A square is formed such that its opposite sides are tangential to the hyperbola $x^2-y^2=1$. Determine which of the following is/are true
(A) Side length of largest possible square is $2$
(B) Side length of largest possible square is $2\sqrt 2$.
(C) Side length of smallest possible square is $2^{\frac{3}{4}}$.
(D) Side length of smallest possible square is $2^{\frac{5}{4}}$.
Solution given
Length of Diagonal of square must be greater than or equal to distance between points of tangency.
Why above statement must be true? Can we prove this?
After drawing figure it seems correct but can we prove this mathematically.
The longest possible length between two points on a square is the length of the diagonal. Since the two points of tangency are, by hypothesis, on the square, the distance between them must certainly be less than or equal to the length of the diagonal.
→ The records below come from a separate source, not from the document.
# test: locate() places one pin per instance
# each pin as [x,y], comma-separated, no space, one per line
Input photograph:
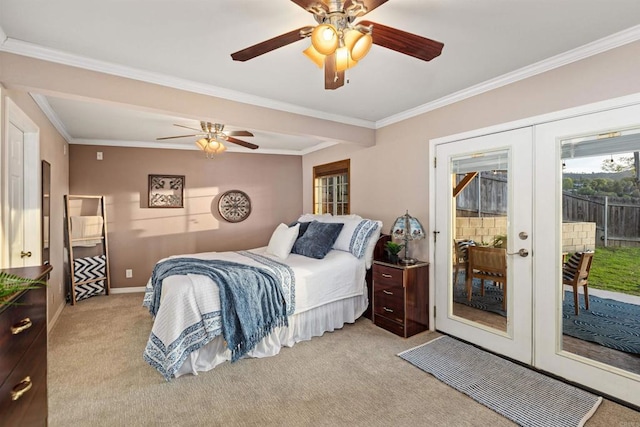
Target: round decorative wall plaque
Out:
[234,206]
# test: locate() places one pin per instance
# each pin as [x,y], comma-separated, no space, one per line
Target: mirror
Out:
[46,210]
[480,199]
[601,248]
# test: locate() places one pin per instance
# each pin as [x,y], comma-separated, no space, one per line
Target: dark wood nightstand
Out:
[401,297]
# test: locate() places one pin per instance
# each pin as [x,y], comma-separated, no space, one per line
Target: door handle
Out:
[522,252]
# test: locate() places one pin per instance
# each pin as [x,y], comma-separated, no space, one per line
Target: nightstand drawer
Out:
[387,275]
[401,297]
[388,301]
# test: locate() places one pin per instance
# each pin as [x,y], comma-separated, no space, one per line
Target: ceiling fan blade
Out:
[187,127]
[332,79]
[239,133]
[271,44]
[403,42]
[179,136]
[306,4]
[241,142]
[368,4]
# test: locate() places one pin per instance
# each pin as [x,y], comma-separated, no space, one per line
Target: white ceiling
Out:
[187,44]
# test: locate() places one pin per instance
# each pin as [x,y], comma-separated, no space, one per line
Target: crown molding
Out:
[607,43]
[44,105]
[31,50]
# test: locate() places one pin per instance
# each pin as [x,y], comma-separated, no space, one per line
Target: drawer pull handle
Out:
[21,326]
[21,388]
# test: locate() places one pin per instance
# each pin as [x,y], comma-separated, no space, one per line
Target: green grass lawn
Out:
[616,270]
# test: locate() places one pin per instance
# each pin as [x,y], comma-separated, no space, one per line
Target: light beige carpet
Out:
[97,377]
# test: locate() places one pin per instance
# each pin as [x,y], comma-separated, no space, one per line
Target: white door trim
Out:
[32,200]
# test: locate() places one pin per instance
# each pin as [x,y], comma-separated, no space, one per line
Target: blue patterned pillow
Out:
[318,240]
[360,237]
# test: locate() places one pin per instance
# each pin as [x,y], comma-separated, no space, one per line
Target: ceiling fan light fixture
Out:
[315,56]
[324,39]
[343,59]
[358,44]
[210,146]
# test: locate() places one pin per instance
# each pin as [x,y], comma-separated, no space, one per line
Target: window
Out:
[331,188]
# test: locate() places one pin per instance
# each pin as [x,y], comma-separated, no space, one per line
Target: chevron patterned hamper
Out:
[89,269]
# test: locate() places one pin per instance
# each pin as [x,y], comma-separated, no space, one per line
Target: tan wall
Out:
[578,236]
[53,149]
[140,236]
[393,175]
[481,230]
[387,179]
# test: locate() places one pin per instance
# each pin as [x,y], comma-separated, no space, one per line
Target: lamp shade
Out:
[407,228]
[325,39]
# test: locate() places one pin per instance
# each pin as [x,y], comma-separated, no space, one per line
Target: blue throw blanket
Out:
[251,298]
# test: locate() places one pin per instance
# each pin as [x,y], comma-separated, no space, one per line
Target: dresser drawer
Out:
[387,275]
[19,326]
[31,407]
[388,301]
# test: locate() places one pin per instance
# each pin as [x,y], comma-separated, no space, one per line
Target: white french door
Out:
[531,328]
[497,171]
[581,138]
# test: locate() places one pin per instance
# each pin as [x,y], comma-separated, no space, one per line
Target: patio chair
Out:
[575,272]
[461,256]
[487,263]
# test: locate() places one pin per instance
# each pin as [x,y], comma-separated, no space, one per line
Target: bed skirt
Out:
[302,327]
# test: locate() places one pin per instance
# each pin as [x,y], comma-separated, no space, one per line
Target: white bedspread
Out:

To prove that the diagonal is the greatest length in the square, we can just consider an arbitrary pair of points in a square and consider the possible distances. If the two points are $(x_1,y_1)$ and $(x_2,y_2)$, then the squared distance between them is
$$(x_2-x_1)^2 + (y_2-y_1)^2 = a^2 + b^2$$
If $s$ is the side length of the square, then obviously the greatest purely vertical or purely horizontal distance in the square is $s$. This gives us an upper bound on the squared distance, when $a=b=s$, of
$$ s^2 + s^2 = 2s^2 $$
and, since the square root is increasing, the upper bound on the distance is $s\sqrt{2}$. To prove that this upper bound is a maximum, we just have to show that it can be achieved. Consider the two points to be on opposite corners of the square, and we calculate the distance between them (the diagonal of the square) to be $s\sqrt{2}$ as well.